One day I said that phrase aloud, “future scientist,” and I realized that was not true. What exactly would change the future to the present? I was already spending all my time in science classes and the lab, studying the same principles as the people I considered true scientists. I was practicing with lab equipment and learning new techniques everyday. I realized that the rhetoric I repeatedly heard growing up had limited my conception of myself as a scientist. We practiced mixing chemicals so that one day in the future we could be real scientists. That phrase, “future scientist,” was repeated to me for years by teachers and my parents. But we were doing science then. We were scientists even in those early days.
By putting the disclaimer “future” in front of the title, I boxed in my idea of a scientist and that disclaimer stayed with me until college. It was a goal far in the future, one that I had to be humble about until I got there, but the journey came at the expense of my self-confidence. I repeatedly tamped down my excitement and minimized my accomplishments in high school and college because I was not a true scientist yet. The “future” label that was ingrained in my early education made me feel like I never had the authority or validation, even as a student at Lawrence, to consider myself a scientist. Every comment I made in class and each line I wrote in a lab report seemed to have a false authority. I was constantly waiting to be corrected. My lab work and projects always seemed to have less value.

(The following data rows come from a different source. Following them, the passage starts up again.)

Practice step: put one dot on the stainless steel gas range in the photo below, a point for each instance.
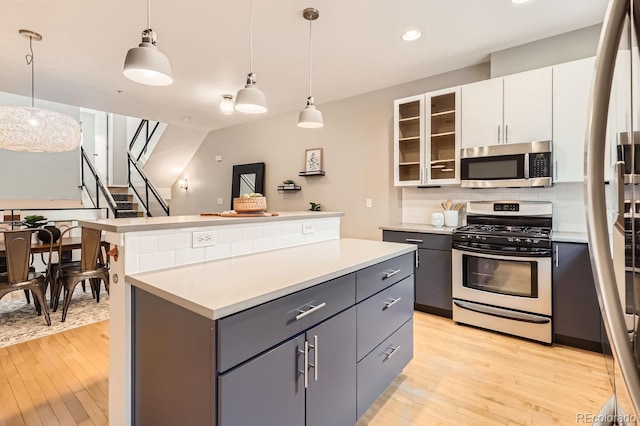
(501, 268)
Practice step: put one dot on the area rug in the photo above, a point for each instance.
(19, 321)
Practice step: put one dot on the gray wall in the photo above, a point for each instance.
(45, 176)
(565, 47)
(357, 149)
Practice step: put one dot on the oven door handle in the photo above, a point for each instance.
(502, 313)
(502, 254)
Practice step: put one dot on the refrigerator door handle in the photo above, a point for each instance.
(597, 228)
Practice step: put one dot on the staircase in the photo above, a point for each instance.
(124, 200)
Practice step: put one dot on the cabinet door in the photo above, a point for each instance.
(331, 399)
(442, 136)
(481, 122)
(571, 88)
(527, 106)
(576, 313)
(408, 141)
(268, 390)
(433, 279)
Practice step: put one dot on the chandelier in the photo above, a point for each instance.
(34, 129)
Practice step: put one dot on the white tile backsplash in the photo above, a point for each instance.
(150, 250)
(567, 199)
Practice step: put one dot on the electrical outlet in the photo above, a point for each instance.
(307, 228)
(203, 239)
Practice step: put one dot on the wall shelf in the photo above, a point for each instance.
(315, 173)
(289, 188)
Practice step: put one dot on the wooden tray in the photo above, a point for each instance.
(266, 214)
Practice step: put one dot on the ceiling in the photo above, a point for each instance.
(356, 48)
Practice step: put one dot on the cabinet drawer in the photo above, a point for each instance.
(378, 369)
(382, 314)
(245, 334)
(422, 240)
(371, 280)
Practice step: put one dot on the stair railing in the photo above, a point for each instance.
(151, 194)
(96, 185)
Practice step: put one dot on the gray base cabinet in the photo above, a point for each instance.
(576, 313)
(292, 361)
(433, 270)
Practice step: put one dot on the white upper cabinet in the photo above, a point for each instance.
(481, 123)
(408, 144)
(571, 88)
(442, 140)
(513, 109)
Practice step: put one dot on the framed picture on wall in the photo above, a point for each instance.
(313, 160)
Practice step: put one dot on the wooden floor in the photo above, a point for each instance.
(459, 375)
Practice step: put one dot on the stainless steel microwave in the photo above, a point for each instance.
(507, 166)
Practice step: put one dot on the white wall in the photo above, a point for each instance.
(358, 152)
(46, 176)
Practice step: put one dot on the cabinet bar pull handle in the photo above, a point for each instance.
(303, 314)
(392, 273)
(393, 302)
(315, 358)
(393, 351)
(305, 368)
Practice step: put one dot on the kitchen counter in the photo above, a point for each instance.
(569, 237)
(172, 222)
(247, 281)
(418, 227)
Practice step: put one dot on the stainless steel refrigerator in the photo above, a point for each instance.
(613, 211)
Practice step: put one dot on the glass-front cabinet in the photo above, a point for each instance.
(408, 140)
(443, 136)
(427, 139)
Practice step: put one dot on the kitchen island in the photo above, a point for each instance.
(187, 336)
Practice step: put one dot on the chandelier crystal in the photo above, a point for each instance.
(34, 129)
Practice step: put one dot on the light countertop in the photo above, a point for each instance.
(134, 224)
(220, 288)
(569, 237)
(418, 227)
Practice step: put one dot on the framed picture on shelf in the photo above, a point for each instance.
(313, 160)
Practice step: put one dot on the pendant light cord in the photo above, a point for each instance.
(29, 58)
(310, 23)
(250, 36)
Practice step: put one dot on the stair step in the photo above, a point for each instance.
(128, 213)
(126, 205)
(124, 189)
(122, 196)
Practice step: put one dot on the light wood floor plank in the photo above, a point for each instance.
(459, 375)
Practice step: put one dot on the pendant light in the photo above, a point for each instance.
(310, 117)
(146, 64)
(33, 129)
(251, 99)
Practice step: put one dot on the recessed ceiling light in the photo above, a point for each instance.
(411, 35)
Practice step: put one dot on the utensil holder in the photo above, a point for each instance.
(451, 218)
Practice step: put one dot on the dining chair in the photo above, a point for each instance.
(92, 266)
(19, 275)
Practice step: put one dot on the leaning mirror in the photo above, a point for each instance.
(247, 178)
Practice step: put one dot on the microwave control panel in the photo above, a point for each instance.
(540, 164)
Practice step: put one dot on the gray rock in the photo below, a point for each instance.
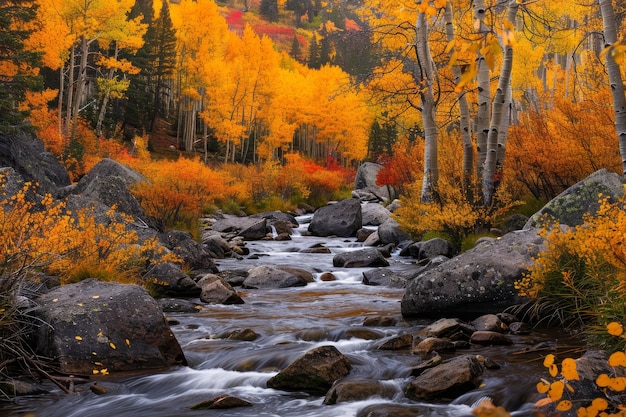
(479, 281)
(571, 205)
(341, 219)
(29, 158)
(215, 290)
(193, 254)
(374, 214)
(168, 278)
(368, 257)
(266, 276)
(358, 389)
(390, 232)
(365, 181)
(119, 326)
(450, 379)
(315, 371)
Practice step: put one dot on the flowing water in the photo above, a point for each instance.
(289, 322)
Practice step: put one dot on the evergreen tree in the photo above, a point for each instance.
(269, 10)
(16, 63)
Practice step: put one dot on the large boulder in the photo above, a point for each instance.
(28, 156)
(365, 184)
(91, 326)
(569, 207)
(341, 219)
(450, 379)
(315, 371)
(266, 276)
(479, 281)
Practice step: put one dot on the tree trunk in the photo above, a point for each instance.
(466, 132)
(498, 107)
(615, 77)
(426, 76)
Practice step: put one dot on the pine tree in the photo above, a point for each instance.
(269, 10)
(16, 63)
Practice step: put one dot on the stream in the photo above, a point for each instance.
(290, 322)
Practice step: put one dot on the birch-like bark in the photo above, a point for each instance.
(497, 111)
(425, 78)
(484, 95)
(615, 77)
(464, 122)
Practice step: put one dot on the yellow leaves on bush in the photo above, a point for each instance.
(45, 236)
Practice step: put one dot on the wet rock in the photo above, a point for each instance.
(484, 337)
(374, 214)
(404, 341)
(341, 219)
(363, 234)
(220, 403)
(118, 326)
(266, 276)
(368, 257)
(478, 281)
(434, 360)
(490, 322)
(447, 328)
(193, 254)
(380, 321)
(178, 305)
(358, 389)
(433, 344)
(363, 333)
(315, 371)
(448, 380)
(215, 290)
(392, 410)
(246, 335)
(569, 207)
(390, 232)
(328, 276)
(388, 277)
(167, 278)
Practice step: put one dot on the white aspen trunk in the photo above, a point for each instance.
(615, 77)
(464, 122)
(426, 77)
(484, 95)
(499, 102)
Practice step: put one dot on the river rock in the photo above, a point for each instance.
(220, 403)
(167, 278)
(358, 389)
(93, 325)
(569, 207)
(365, 184)
(489, 338)
(374, 214)
(489, 322)
(315, 371)
(267, 276)
(215, 290)
(193, 254)
(448, 380)
(362, 258)
(388, 277)
(478, 281)
(28, 157)
(390, 232)
(341, 219)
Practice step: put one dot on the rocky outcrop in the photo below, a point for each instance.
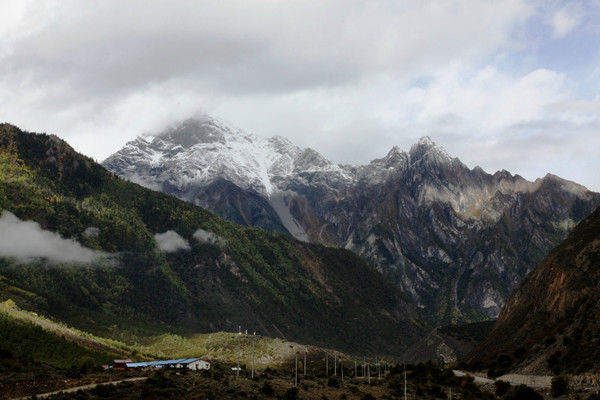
(550, 322)
(457, 239)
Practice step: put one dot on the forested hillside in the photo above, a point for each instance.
(140, 263)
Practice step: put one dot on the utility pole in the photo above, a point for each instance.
(253, 346)
(237, 372)
(304, 362)
(334, 364)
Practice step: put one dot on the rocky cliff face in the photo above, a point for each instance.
(550, 322)
(457, 239)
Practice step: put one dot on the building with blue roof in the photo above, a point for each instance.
(195, 364)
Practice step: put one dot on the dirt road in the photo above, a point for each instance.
(85, 387)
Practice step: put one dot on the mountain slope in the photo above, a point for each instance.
(158, 264)
(550, 322)
(448, 344)
(458, 240)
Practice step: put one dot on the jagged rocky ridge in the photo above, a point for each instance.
(457, 239)
(214, 275)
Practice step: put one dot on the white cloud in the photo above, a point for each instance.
(26, 241)
(208, 237)
(170, 241)
(350, 79)
(98, 74)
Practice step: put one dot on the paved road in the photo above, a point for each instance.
(478, 379)
(534, 381)
(85, 387)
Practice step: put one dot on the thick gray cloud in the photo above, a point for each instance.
(350, 79)
(26, 241)
(171, 241)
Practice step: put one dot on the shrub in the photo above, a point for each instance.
(560, 385)
(333, 382)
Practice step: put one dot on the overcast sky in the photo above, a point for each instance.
(502, 84)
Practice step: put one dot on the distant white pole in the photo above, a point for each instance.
(239, 351)
(253, 345)
(334, 364)
(304, 362)
(404, 381)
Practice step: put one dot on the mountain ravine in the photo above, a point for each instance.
(458, 240)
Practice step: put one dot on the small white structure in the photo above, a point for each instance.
(198, 365)
(195, 364)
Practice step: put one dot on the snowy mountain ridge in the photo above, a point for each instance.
(198, 151)
(457, 239)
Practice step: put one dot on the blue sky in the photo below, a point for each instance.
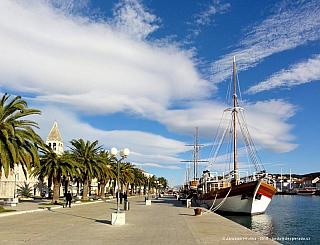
(145, 74)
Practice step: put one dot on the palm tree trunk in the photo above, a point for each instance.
(56, 190)
(49, 186)
(114, 187)
(66, 185)
(85, 189)
(78, 187)
(102, 188)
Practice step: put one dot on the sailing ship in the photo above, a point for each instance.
(230, 193)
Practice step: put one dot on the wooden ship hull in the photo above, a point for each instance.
(247, 198)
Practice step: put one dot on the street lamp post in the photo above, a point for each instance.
(15, 183)
(124, 153)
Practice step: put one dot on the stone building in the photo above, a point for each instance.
(16, 178)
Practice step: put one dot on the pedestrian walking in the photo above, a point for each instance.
(69, 199)
(125, 197)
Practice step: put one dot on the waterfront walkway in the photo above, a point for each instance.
(166, 221)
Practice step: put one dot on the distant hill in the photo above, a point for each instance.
(300, 176)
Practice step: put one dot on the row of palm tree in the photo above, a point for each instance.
(20, 144)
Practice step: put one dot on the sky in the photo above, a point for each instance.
(144, 74)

The purpose of this essay is not to diminish the hard work of scientists with degrees, the purpose is to highlight how the framing of careers like scientists and writers as lofty ideals can damage self-confidence when taught to children and young adults as something they may never reach. I spent the summer of 2022 teaching STEM topics to children ages six to 12– we tracked bird nests, learned introductory chemistry, learned about the solar system, and observed worms and soil creatures. I repeated the phrase, “you guys are scientists today” in every lesson. Verbalizing those words and affirming the children’s abilities was a source of empowerment. They had a sense of importance that heightened their attention towards the lesson topics. The kids were excited to take on a role that they had been told they had to wait for until they grew up.
Empowering language would have sparked my love of science much earlier in my life. Removing the idea that it takes years and degrees and authority to be a scientist would have helped me understand that learning science concepts were attainable. My confidence would have grown with me instead of being something I have to reassure myself of everyday. Now, when I say, “I am a scientist” there are so many emotions behind those words. I am proud, excited, humble, and still a little bit fearful. There is no more “future” to hide behind.